De fait, si Joachim Roncin est l'auteur du logo, ce dernier n'est pas déposé. En janvier 2015, l’Institut national de la propriété industrielle (INPI) avait refusé le dépôt de "Je suis Charlie" en marque . "Ce slogan ne peut pas être capté par un acteur économique du fait de sa large utilisation par la collectivité", s'était justifié l'INPI. Conséquence : si personne, hormis Joachim Roncin d'un point de vue moral, ne peut revendiquer la propriété de cette image, elle peut être utilisée et détournée à loisir.
Les occasions de dire "Je suis…" se sont malheureusement multipliées depuis ces jours de janvier 2015. Il y a eu "Je suis Tunis" après l'attaque du musée du Bardo en mars 2015. Il y a eu "Je suis Paris" après les attentats du 13 novembre, "Je Suis Bruxelles", "Je suis Orlando", "Je suis Kaboul", "Je suis Dacca", "Je suis Nice", etc.
Du côté du Front national aussi, on a voulu surfer sur la popularité du logo. Il eut été malvenu de s'en priver : un logo parfaitement identifiable et renvoyant à une thématique lourde, celle des attentats, le FN ne pouvait pas ne pas se saisir de cette image. Il l'a donc fait à plusieurs reprises, et pas seulement après une attaque terroriste.
En juillet 2015, plusieurs ténors du FN avaient diffusé sur leur compte Twitter un logo "Je suis FdeSouche" . Une manière pour eux d'afficher leur soutien à Pierre Sautarel après qu'une perquisition a été menée chez le principal contributeur du blog d'extrême droite FdeSouche. À l'époque, Pierre Sautarel était soupçonné d'avoir commis l'infraction de diffamation publique envers un particulier.
En octobre 2015, de nombreux élus frontistes avaient également repris le hashtag #JeSuisMarine , diffusé sur Twitter dès le 7 janvier 2015 et repris dans un dessin de Riss sur "les simples d'esprits du 22 mars". Les membres du FN entendaient ainsi apporter leur soutien à Marine Le Pen, renvoyée en correctionnelle pour ses propos de 2010 sur les "prières de rue", comparées à l'Occupation nazie.

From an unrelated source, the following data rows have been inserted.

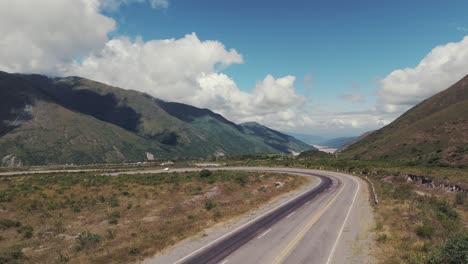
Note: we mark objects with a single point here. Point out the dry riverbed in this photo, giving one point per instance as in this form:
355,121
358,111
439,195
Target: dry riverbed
83,217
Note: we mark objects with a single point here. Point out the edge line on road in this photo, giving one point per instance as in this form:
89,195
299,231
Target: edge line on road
330,257
301,234
251,221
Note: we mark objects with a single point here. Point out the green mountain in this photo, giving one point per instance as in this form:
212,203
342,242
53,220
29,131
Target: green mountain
433,132
278,141
337,143
74,120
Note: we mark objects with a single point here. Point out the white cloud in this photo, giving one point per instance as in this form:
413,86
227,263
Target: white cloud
159,4
308,82
40,36
352,97
168,69
60,37
442,67
186,70
115,4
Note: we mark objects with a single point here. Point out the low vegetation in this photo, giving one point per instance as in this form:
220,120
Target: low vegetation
414,225
88,218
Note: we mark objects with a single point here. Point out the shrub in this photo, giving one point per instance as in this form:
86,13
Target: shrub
134,250
205,173
444,209
113,218
403,192
113,201
424,231
453,252
241,180
27,231
460,198
382,238
210,205
87,239
7,223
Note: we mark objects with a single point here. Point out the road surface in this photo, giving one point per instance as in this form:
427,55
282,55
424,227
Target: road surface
328,223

Le FN avait été jusqu'à imprimer le logo sur des Tshirts vendus 10€ pièce sur le site internet du parti.
En février 2015, François Kalfon, secrétaire national du PS, avait déjà utilisé le #JeSuisMarine pour troller l'UMP pratiquant le "ni-ni", à l'occasion du second tour PS-FN lors de la législative partielle du Doubs. Preuve que le détournement n'est pas réservé au camp frontiste.
Peu après l'attentat de Nice, le 14 juillet dernier, l'eurodéputée frontiste Sophie Montel avait diffusé de nombreux détournements de "Je suis Charlie". Ceux-ci étaient destinés à promouvoir, notamment, le retour des frontières nationales tel que prôné par le FN.
— Sophie Montel (@Sophie_Montel) 15 juillet 2016
— Sophie Montel (@Sophie_Montel) 15 juillet 2016
— Sophie Montel (@Sophie_Montel) 15 juillet 2016
Dernièrement, c'est le sénateur-maire de Marseille Stéphane Ravier qui a tweeté un "#JeSuisSandraBertin en guise de soutien à la policière municipale de Nice qui affirme avoir reçu des pressions de la part du ministère de l'Intérieur pour modifier son rapport sur le dispositif policier le 14 juillet.
Bravo à cette policière municipale de #Nice06, qui a le courage de parler face à la mafia socialiste ! #SandraBertinpic.twitter.com/8PsHXTzOqj
— Stéphane Ravier (@Stephane_Ravier) 24 juillet 2016
À chaque fois, le slogan était détourné mais conservait une certaine bien que relative neutralité politique. Le "Je suis un bulletin de vote" rompt avec cette discipline : de mémoire, c'est la première fois que le logo du Front national vient s'insérer dans un tel détournement.